As circumstances and knowledge change, it’s your job to make sure your kids know what’s going on and have someone to talk to. As states reopen and lift social distancing restrictions, it’s important for everyone to stay educated on the topic and the best course of action moving forward. Talking about these circumstances isn’t always easy, but you’re not alone. As you start and continue these conversations, keep in mind these tips for talking to your kids about COVID-19.

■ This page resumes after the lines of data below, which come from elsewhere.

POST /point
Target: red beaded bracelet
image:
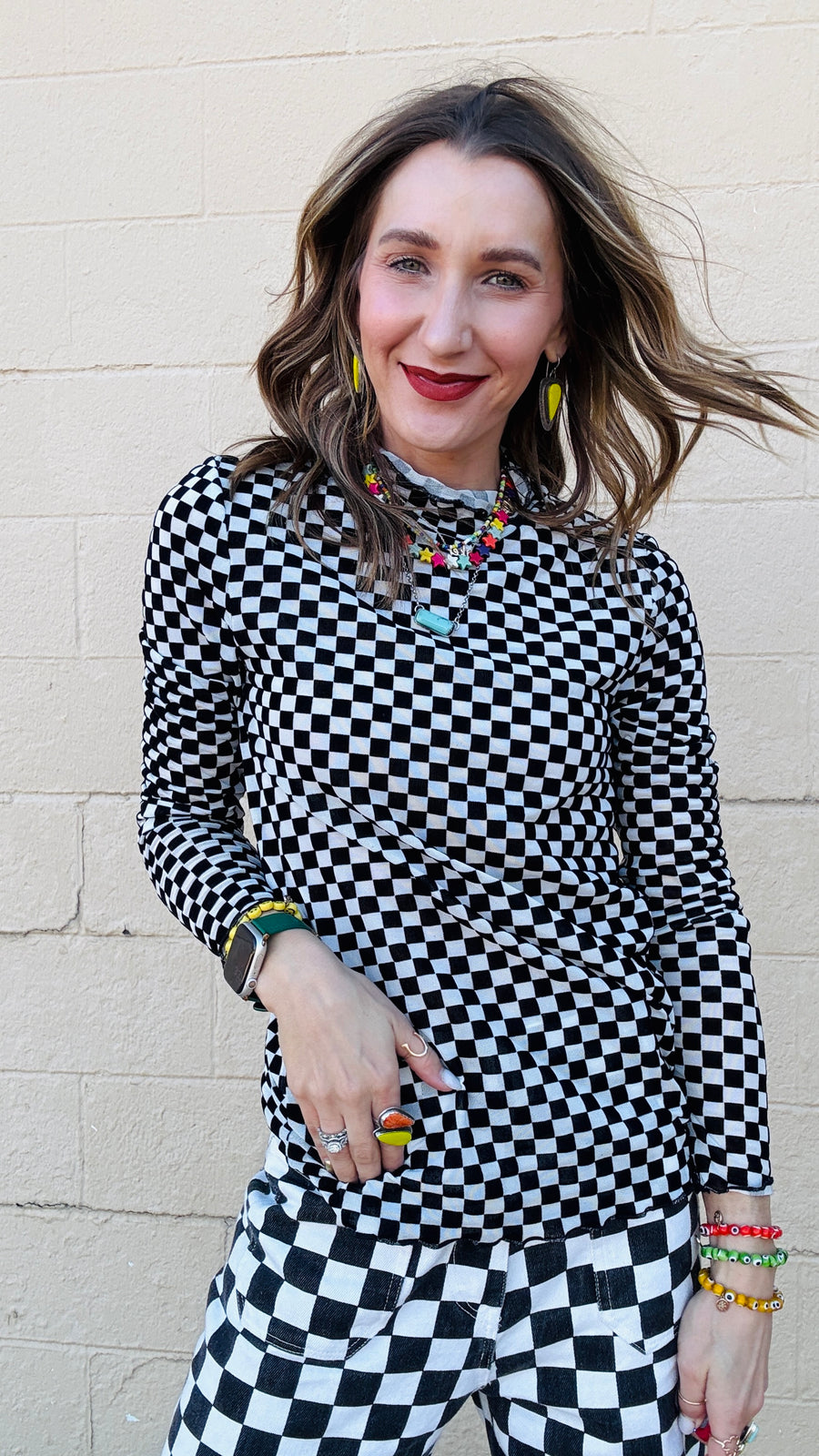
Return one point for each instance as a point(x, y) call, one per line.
point(741, 1230)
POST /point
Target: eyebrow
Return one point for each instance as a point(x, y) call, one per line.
point(491, 255)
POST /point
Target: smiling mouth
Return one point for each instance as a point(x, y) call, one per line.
point(442, 386)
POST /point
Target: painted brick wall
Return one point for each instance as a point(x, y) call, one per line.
point(157, 160)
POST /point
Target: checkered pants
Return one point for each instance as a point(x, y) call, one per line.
point(322, 1341)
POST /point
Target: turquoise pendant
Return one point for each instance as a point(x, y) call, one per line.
point(433, 622)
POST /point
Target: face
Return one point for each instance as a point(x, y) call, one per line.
point(460, 291)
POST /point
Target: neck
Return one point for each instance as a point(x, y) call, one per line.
point(475, 470)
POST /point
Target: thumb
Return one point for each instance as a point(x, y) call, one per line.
point(691, 1412)
point(424, 1060)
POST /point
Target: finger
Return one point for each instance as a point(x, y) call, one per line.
point(424, 1059)
point(390, 1155)
point(365, 1149)
point(331, 1120)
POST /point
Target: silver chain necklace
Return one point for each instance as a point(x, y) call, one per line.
point(435, 622)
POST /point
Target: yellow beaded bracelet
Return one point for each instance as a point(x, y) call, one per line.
point(732, 1296)
point(257, 912)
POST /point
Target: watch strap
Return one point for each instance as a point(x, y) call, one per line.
point(278, 921)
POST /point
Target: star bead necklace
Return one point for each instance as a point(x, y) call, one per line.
point(460, 553)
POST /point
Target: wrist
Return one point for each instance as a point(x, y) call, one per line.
point(285, 968)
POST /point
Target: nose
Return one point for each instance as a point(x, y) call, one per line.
point(448, 327)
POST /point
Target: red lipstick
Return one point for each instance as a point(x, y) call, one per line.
point(442, 386)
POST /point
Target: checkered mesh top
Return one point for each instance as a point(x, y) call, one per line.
point(448, 814)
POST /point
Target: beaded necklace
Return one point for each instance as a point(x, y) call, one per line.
point(460, 553)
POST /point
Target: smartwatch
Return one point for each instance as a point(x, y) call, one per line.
point(247, 951)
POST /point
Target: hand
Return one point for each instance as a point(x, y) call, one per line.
point(723, 1363)
point(339, 1041)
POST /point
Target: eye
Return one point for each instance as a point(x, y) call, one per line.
point(509, 283)
point(410, 266)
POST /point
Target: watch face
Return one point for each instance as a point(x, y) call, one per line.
point(239, 957)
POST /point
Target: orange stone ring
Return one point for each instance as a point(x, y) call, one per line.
point(394, 1127)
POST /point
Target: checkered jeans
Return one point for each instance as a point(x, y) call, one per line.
point(322, 1341)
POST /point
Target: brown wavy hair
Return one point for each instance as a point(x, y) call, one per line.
point(639, 385)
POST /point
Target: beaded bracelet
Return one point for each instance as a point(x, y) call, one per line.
point(745, 1230)
point(283, 906)
point(732, 1296)
point(743, 1257)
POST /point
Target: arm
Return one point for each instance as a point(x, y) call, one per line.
point(339, 1036)
point(668, 815)
point(189, 820)
point(669, 826)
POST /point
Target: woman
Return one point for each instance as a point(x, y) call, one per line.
point(504, 1053)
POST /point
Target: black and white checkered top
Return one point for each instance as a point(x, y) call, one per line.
point(513, 832)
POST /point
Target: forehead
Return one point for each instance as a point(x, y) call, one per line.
point(439, 187)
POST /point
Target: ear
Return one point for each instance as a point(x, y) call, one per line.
point(557, 342)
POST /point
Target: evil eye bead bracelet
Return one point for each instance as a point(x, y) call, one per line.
point(743, 1257)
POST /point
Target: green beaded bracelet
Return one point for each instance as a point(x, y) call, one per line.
point(743, 1257)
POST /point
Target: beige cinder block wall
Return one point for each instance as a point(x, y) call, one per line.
point(159, 157)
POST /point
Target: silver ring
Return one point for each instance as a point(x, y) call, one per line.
point(334, 1142)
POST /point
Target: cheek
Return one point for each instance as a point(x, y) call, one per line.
point(518, 349)
point(382, 315)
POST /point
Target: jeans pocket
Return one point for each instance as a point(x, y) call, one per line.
point(314, 1292)
point(644, 1276)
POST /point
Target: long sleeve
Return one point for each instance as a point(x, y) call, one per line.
point(189, 820)
point(669, 826)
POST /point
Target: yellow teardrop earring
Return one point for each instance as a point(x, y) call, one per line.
point(550, 397)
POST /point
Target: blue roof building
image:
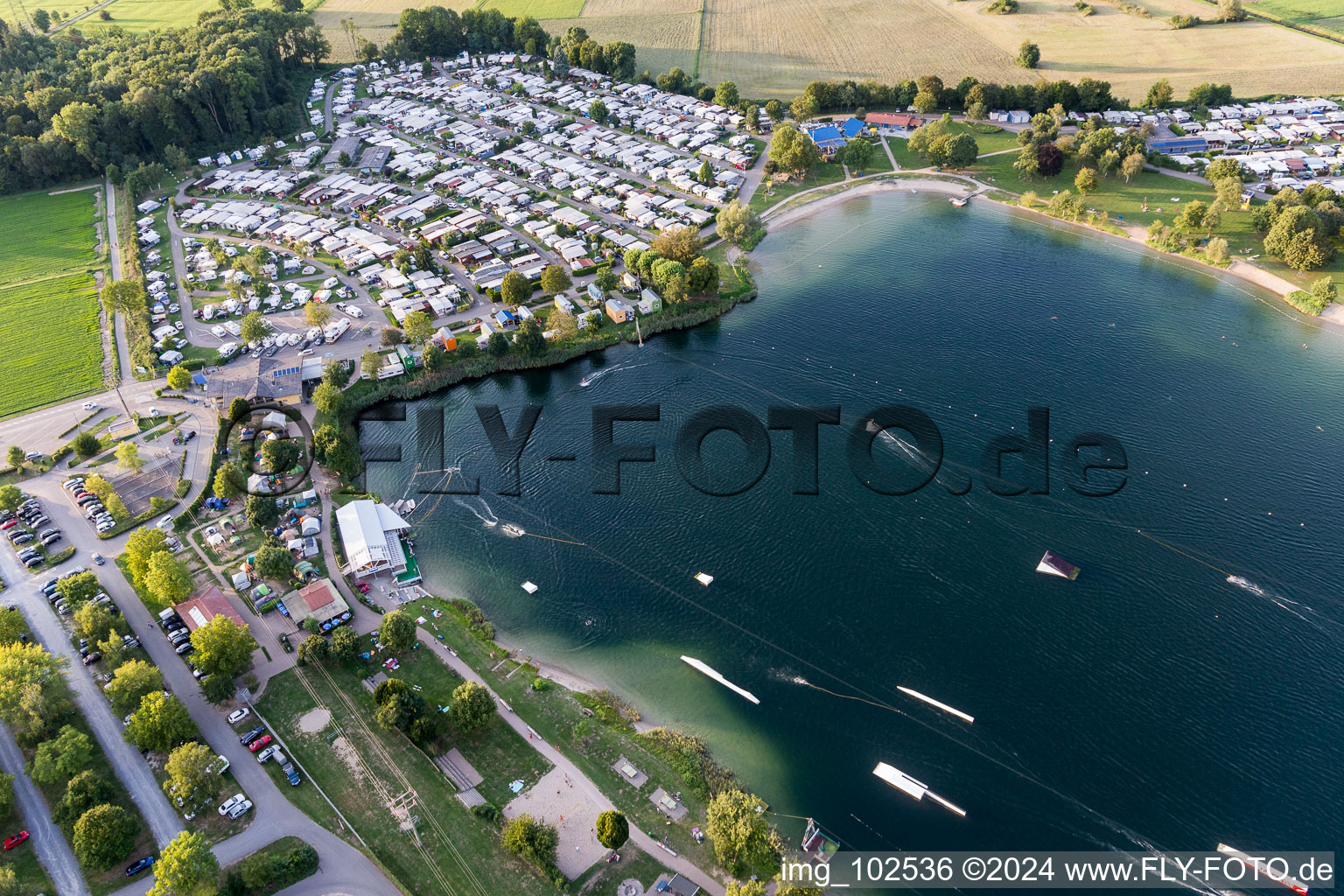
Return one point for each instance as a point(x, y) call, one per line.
point(827, 137)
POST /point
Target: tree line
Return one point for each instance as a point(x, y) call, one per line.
point(80, 105)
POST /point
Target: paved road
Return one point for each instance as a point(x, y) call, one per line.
point(52, 850)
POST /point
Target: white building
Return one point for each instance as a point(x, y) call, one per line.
point(371, 536)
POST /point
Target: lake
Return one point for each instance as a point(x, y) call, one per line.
point(1152, 700)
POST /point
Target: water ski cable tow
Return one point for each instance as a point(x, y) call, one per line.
point(695, 664)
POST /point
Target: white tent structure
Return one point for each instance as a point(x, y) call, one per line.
point(370, 534)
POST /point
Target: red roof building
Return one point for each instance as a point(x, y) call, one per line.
point(200, 610)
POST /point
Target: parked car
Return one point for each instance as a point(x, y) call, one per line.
point(135, 868)
point(237, 800)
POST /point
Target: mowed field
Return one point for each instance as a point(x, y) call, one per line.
point(50, 340)
point(1326, 15)
point(49, 304)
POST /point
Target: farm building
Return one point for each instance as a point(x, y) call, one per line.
point(371, 536)
point(889, 122)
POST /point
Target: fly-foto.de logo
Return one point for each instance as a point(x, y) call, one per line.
point(892, 451)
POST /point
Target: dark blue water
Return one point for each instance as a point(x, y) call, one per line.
point(1151, 702)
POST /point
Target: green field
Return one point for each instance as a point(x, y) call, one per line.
point(1323, 15)
point(49, 331)
point(42, 235)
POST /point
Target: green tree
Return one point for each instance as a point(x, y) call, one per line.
point(515, 289)
point(273, 562)
point(179, 378)
point(741, 835)
point(737, 223)
point(318, 315)
point(1296, 240)
point(104, 836)
point(261, 511)
point(223, 647)
point(140, 546)
point(128, 456)
point(192, 774)
point(1160, 95)
point(531, 841)
point(186, 868)
point(858, 155)
point(255, 328)
point(78, 589)
point(84, 792)
point(344, 644)
point(84, 444)
point(1028, 55)
point(60, 758)
point(160, 723)
point(529, 339)
point(313, 649)
point(612, 830)
point(420, 326)
point(472, 707)
point(326, 398)
point(280, 456)
point(130, 682)
point(396, 632)
point(93, 621)
point(168, 578)
point(556, 280)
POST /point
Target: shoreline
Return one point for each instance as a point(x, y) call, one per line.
point(887, 182)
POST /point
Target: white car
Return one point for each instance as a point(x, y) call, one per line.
point(233, 802)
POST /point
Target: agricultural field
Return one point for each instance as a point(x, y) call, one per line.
point(1323, 15)
point(52, 336)
point(43, 235)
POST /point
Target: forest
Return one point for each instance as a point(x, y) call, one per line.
point(73, 105)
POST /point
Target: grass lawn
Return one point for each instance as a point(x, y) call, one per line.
point(347, 768)
point(62, 240)
point(50, 332)
point(822, 175)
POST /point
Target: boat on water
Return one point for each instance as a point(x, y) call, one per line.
point(1057, 566)
point(917, 788)
point(701, 667)
point(1264, 870)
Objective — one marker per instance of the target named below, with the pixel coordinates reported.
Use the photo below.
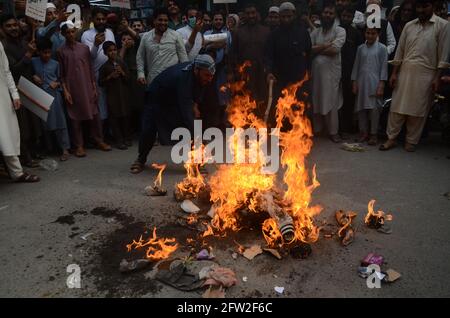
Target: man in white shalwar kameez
(9, 127)
(327, 42)
(418, 62)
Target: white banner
(121, 4)
(34, 98)
(36, 9)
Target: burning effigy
(243, 189)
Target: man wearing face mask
(327, 42)
(50, 30)
(94, 39)
(191, 33)
(173, 98)
(421, 56)
(288, 53)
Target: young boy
(369, 75)
(46, 75)
(113, 76)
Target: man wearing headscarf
(80, 89)
(249, 43)
(421, 56)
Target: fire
(242, 186)
(158, 180)
(194, 182)
(157, 248)
(375, 219)
(208, 232)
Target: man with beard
(420, 57)
(19, 54)
(94, 39)
(175, 22)
(173, 98)
(249, 43)
(327, 42)
(80, 89)
(273, 18)
(9, 128)
(50, 30)
(159, 49)
(288, 54)
(353, 39)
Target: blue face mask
(192, 21)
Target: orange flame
(375, 217)
(242, 186)
(158, 180)
(157, 248)
(194, 182)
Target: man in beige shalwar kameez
(327, 42)
(9, 127)
(417, 64)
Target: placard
(34, 98)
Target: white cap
(69, 24)
(287, 6)
(274, 9)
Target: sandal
(388, 145)
(32, 163)
(27, 178)
(137, 167)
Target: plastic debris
(253, 251)
(212, 212)
(385, 229)
(48, 164)
(204, 255)
(85, 236)
(372, 258)
(221, 276)
(272, 251)
(214, 292)
(126, 266)
(279, 289)
(189, 207)
(301, 251)
(352, 147)
(155, 191)
(346, 232)
(392, 276)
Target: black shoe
(121, 146)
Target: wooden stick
(269, 102)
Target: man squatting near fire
(173, 102)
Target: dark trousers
(346, 122)
(120, 127)
(95, 127)
(148, 134)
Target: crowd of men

Come Up With a Plan of Action
Scary circumstances are much easier when you know what to do about them. Help your kids come up with the best course of action to combat coronavirus. If you don’t have masks already, buy or make some with your kids. Hold each other accountable about wearing your masks when you go out. Work together to come up with ways to pass the time while you’re social distancing. You should also help your kids handle any extra steps or changes that will take place as areas reopen. If they’re heading back to school in the fall, help your kids understand what will be different and how they can best prepare for those circumstances.
Know Your Facts
The more you know about coronavirus, the better you can explain things to your kids. Make sure you know the facts about coronavirus. Stay updated and get your information from reliable sources. This will help you answer the questions your kids might have. Of course, one of the best tips for talking to your kids about COVID-19 is to be honest. If you don’t know an answer, admit it and offer to look it up. Better yet, look up the information together so you can teach your kids how to find reliable answers for themselves.
Be a Source of Reassurance
A lot of people are dealing with uncertainty, worry, and other uneasy emotions. While this is perfectly normal, it’s important to stay calm and reassuring when talking to your children about coronavirus. Let them know that it’s safe to come to you with questions and fears they may have. Help your children understand that it’s okay to feel upset or scared. Remember that your children are looking at your reactions to help them figure out what to do. When you stay calm and take these circumstances in stride, you help them regain a sense of confidence and normalcy.